Gray (or grey) means a colour “without colour”… and it is a colour. But in terms of image processing we more commonly use gray as a term synonymous to monochromatic (although monochrome means single colour). Now grayscale images can potentially come with limitless levels of gray, but while this is practical for a machine, it’s not useful for humans. Why? Because the structure of human eyes is composed of a system for conveying colour information. This allows humans to distinguish between approximately 10 million colours, but only about 30 shades of gray.

The human eye has two core forms of photoreceptor cells: rods and cones. Cones deal with visioning colour, while rods allow us to see grayscale in low-light conditions, e.g. night. The human eye has three types of cones sensitive to magenta, green, and yellow-to-red. Each of these cones react to an interval of different wavelengths, for example blue light stimulates the green receptors. However, of all the possible wavelengths of light, our eyes detect only a small band, typically in the range of 380-720 nanometres, what we known as the visible spectrum. The brain then combines signals from the receptors to give us the impression of colour. So every person will perceive colours slightly differently, and this might also be different depending on location, or even culture.

After the light is absorbed by the cones, the responses are transformed into three signals:  a black-white (achromatic) signal and two colour-difference signals: a red-green and a blue-yellow. This theory was put forward by German physiologist Ewald Hering in the late 19th century. It is important for the vision system to properly reproduce blacks, grays, and whites. Deviations from these norms are usually very noticeable, and even a small amount of hue can produce a noticeable defect. Consider the following image which contains a number of regions that are white, gray, and black.

A fjord in Norway

Now consider the photograph with a slight blue colour cast. The whites, grays, *and* blacks have taken on the cast (giving the photograph a very cold feel to it).

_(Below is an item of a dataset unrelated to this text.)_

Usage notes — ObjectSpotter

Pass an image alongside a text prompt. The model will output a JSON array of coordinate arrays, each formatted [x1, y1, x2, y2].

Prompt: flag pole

Photograph of a fjord in Norway with a cast added.

The grayscale portion of our vision also provides contrast, without which images would have very little depth. This is synonymous with removing the intensity portion of an image. Consider the following image of some rail snowblowers on the Oslo-Bergen railway in Norway.

Rail snowblowers on the Oslo-Bergen railway in Norway.

Now, let’s take away the intensity component (by converting it to HSB, and replacing the B component with white, i.e. 255). This is what you get:

Rail snowblowers on the Oslo-Bergen railway in Norway. Photo has intensity component removed.

The image shows the hue and saturation components, but no contrast, making it appear extremely flat. The other issue is that sharpness depends much more on the luminance than the chrominance component of images (as you will also notice in the example above). It does make a nice art filter though.